In an acute stroke case, time is of the essence, and complications can develop if left undiagnosed. One of the most feared complications that can develop is locked-in syndrome, in which the patient experiences near-complete paralysis short of eye movement.8 Because of the rapid pace of the medical team, the patient did not experience this complication.

Several imaging sequences are used brain MRI. T1-weighted and T2-weighted scans are most common. T1-weighted images are produced by using short repetition time and time to echo, in contrast to T2 images that are employ the opposite.9 In ischemic stroke, T1-weighted MRI shows low signal in the infarcted area after 16-24 hours due to edema, while T2-weighted MRI shows hyperintense signal due to edema at about 8 hours. Thus, T2 images are best early on in stroke, while T1 mages can help visualize the infarct over time. Typically, in an ED stroke setting, the MRI is obtained 8-24 hours after ED arrival, once the patient is hospitalized.

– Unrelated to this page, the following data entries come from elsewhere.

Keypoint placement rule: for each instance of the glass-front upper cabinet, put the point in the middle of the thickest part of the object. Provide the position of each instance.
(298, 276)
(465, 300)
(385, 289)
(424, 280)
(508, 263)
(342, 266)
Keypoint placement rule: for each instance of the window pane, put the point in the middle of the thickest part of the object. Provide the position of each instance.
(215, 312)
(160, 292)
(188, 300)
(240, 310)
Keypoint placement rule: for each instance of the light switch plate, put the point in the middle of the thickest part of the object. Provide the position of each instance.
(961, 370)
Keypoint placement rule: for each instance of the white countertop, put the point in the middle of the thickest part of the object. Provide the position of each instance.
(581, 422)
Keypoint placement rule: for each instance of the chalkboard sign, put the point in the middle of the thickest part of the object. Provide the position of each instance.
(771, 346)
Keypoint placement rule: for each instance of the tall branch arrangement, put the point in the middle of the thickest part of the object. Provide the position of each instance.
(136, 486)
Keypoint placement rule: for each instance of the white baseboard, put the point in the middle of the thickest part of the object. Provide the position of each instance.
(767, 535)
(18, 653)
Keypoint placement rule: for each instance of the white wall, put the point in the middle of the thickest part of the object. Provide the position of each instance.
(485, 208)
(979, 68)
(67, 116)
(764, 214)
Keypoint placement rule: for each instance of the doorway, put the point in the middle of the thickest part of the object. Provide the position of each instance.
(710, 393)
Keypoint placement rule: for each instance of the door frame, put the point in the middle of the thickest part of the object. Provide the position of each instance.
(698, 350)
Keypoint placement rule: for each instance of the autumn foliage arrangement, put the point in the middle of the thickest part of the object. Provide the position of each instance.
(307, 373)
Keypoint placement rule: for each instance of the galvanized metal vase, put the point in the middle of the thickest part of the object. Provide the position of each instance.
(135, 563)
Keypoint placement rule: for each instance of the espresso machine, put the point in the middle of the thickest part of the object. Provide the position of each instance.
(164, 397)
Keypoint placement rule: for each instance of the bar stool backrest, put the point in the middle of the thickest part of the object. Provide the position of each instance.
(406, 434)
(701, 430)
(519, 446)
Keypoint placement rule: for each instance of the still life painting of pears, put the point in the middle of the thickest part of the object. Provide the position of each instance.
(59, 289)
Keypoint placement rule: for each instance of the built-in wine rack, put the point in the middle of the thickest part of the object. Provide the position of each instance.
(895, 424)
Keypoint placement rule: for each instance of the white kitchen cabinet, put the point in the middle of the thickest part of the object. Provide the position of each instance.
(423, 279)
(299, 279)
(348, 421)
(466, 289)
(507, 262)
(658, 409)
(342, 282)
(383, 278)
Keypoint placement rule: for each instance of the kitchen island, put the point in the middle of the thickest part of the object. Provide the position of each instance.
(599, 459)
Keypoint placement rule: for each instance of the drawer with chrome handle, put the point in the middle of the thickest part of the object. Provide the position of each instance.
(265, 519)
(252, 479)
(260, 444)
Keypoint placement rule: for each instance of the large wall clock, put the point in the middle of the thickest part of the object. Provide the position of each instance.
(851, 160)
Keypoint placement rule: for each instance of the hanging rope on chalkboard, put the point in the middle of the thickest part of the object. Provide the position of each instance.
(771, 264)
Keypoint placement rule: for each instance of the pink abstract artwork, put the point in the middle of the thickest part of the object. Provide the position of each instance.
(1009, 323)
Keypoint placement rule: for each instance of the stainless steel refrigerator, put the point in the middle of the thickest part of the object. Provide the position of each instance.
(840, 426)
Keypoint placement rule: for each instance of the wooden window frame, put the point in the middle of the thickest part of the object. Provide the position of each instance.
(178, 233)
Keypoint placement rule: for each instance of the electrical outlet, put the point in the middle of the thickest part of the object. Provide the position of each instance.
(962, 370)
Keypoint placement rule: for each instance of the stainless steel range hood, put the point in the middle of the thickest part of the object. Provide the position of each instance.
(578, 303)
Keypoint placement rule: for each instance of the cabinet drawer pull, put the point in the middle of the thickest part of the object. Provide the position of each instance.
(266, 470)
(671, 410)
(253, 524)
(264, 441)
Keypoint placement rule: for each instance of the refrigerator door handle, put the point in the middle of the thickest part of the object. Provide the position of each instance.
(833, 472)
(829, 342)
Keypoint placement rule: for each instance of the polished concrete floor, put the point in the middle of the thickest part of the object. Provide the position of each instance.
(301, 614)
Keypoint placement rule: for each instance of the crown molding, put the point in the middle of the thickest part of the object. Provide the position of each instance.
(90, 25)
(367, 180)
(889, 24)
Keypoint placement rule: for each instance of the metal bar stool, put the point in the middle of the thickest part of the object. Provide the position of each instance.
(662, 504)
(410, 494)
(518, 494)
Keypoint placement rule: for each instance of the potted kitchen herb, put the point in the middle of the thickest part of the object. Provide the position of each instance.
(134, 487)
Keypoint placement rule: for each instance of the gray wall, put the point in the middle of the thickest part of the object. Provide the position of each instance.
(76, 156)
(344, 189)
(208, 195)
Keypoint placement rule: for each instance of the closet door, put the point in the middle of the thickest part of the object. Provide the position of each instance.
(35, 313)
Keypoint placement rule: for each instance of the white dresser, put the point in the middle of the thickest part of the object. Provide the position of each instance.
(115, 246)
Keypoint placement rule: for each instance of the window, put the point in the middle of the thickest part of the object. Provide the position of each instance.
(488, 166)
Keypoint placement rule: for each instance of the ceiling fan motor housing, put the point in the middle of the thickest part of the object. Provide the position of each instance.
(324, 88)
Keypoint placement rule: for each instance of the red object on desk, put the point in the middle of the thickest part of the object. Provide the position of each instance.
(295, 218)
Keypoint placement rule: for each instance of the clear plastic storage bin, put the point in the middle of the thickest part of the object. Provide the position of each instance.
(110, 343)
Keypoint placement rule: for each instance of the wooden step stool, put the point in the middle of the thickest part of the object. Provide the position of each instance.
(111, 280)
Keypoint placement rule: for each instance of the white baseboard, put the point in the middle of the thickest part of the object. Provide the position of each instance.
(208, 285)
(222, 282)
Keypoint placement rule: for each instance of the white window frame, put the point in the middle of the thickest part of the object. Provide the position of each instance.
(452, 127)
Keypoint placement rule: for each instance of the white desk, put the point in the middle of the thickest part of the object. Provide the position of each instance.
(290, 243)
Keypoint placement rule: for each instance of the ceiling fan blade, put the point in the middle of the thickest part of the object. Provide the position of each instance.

As an African American male, the patient was at increased risk of stroke at baseline, including pontine infraction, supported by his history of hypertension, diabetes, and cardiovascular disease.10 A recent study in the Journal of the National Medical Association that examined various national databases cites hospitalizations for stroke were higher among Blacks compared to Whites, and all-cause, cerebrovascular disease related mortality was highest in non-Hispanic Black or African American individuals. Interestingly, the study also reported that the number of non-Hispanic Black in adult general cardiovascular fellowship programs was disproportionately lower their White counterparts.11 This training disparity was also highlighted in a 2022 article that analyzed the trends in racial and ethnic diversity among vascular neurology fellowships. This study, which covered the years 2006-2018, found that while the percentage of African American trainees remained the same for neurology overall, the percentage for vascular (stroke) neurology showed a marked downtrend.12

Conclusion

Left pontine infarction is a stroke resulting from basilar occlusion. It presents with typical stroke symptoms such as dysarthria, and hemiparesis, and often with dizziness and vertigo as well. MRI can be a crucial adjunct in the accurate diagnosis of pontine stroke. The prognosis of pontine stroke in this case was favorable once it had been identified, and the patient was eventually able to go home. The case is also a reminder of the burden of cerebrovascular disease in our African American community.

Ethical approval

Informed consent was obtained for the publication of this case report. The Orlando College of Osteopathic Medicine’s research committee deemed this work minimal risk and exempt (study #2025-003).